Les souvenirs que je
vais évoquer pourraient s'inspirer de cette citation de
Virgile que Marcel Pagnol a voulu voir gravée sur sa tombe
au petit cimetière de La Treille. Il a aimé , les
fontaines, les amis et une femme.
Ils sont revenus à ma mémoire voici quelques jours.
Alors que ,pour causes de chaleur et d'urgence, je me suis retrouvé
en train de boire dans ma main, l'eau coulant d'un robinet . Ce
simple geste m'a replongé encore une fois dans un passé
lumineux , éclairé par la jeunesse bien sûr
mais aussi par autre chose difficile à définir.
Quelque chose qui faisait qu'un petit rien créait une ambiance
de bien être ,de sérénité.Alors osons
même le mot : nous étions heureux avec trois fois
rien .
Le souvenir dont je parle est celui de l'eau à l'impasse
Junot. On peut bien le préciser ainsi car deux "sources
" faisaient la joie des enfants et parfois le bonheur de
s grands .A tout le moins le soulagement dans les tâches
domestiques.
La
première source était "la Fontaine" .
Une fontaine en fonte installée par la ville de Marseille
et qui était alimentée par l'eau du "canal".

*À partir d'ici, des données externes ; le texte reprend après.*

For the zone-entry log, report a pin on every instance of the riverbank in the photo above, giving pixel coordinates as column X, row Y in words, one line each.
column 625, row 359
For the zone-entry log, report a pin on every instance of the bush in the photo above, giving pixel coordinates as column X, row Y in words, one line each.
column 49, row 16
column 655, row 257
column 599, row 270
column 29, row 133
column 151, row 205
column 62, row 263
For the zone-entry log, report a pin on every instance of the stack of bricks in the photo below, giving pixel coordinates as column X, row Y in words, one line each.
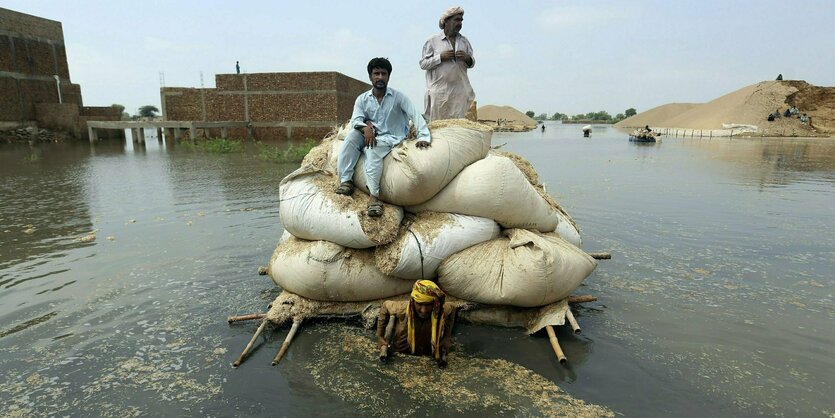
column 32, row 53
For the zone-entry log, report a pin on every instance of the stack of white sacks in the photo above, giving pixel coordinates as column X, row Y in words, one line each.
column 474, row 219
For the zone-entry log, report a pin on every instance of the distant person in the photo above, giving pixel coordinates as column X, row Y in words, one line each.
column 424, row 323
column 446, row 58
column 381, row 121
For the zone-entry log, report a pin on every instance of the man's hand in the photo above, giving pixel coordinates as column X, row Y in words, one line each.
column 461, row 55
column 370, row 136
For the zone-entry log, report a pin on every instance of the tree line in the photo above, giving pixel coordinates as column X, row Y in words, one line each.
column 147, row 111
column 601, row 116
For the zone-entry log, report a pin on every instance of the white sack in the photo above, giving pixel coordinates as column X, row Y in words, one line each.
column 326, row 271
column 412, row 175
column 310, row 209
column 495, row 188
column 522, row 268
column 429, row 239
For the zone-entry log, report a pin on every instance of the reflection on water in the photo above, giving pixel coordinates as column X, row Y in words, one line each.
column 119, row 264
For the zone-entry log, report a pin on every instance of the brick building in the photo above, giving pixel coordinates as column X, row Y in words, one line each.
column 33, row 69
column 277, row 105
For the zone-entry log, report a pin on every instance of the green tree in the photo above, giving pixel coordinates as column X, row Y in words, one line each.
column 121, row 108
column 602, row 115
column 148, row 111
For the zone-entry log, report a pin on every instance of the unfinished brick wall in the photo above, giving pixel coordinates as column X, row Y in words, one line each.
column 280, row 105
column 32, row 52
column 31, row 25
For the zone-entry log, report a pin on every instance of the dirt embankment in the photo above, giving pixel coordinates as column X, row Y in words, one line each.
column 750, row 106
column 505, row 118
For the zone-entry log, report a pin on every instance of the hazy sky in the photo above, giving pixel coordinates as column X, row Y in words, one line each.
column 547, row 56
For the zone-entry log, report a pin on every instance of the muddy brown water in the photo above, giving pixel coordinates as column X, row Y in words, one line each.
column 717, row 301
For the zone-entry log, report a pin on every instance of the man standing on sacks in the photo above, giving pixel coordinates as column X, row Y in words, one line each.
column 381, row 122
column 446, row 58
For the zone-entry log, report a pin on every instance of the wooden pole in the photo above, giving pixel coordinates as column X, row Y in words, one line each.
column 248, row 317
column 287, row 341
column 555, row 344
column 384, row 350
column 251, row 343
column 581, row 298
column 573, row 322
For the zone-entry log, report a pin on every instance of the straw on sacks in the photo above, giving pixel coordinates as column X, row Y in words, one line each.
column 412, row 175
column 496, row 188
column 521, row 268
column 325, row 271
column 310, row 209
column 427, row 239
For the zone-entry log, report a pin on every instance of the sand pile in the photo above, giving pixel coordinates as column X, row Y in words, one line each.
column 510, row 117
column 748, row 106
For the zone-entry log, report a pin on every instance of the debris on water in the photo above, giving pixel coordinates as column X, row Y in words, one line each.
column 467, row 385
column 87, row 238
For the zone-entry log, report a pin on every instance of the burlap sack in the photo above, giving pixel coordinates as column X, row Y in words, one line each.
column 522, row 268
column 310, row 209
column 496, row 188
column 412, row 175
column 428, row 239
column 326, row 271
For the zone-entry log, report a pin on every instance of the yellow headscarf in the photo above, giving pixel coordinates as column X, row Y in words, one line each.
column 448, row 13
column 426, row 291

Entendez par là par l'eau apportée à Marseille
par le canal de la Durance d'abord, puis du Verdon ensuite . Au
moment de son installation tout le monde n'avait pas forcément
l'eau courante , pas plus que la gaz ou l'électricité.
(La preuve :les plaques enore visibles de nos jours :"Gaz
et electricité à tous les étages" (ce
qui sous entendait que tous les immeubles ou certains appartements
ne les avaient pas )
En principe cette fontaine ne devait délivrer son eau qu'après
le maniement d'un levier situé à l'arrière
, censé actionner une pompe.Mais tombé en panne
depuis longtemps , il n'avait jamais été réparé
et la Fontaine distribuait généreusement et gratuitement
une quantité d'eau illimitée. Belle époque!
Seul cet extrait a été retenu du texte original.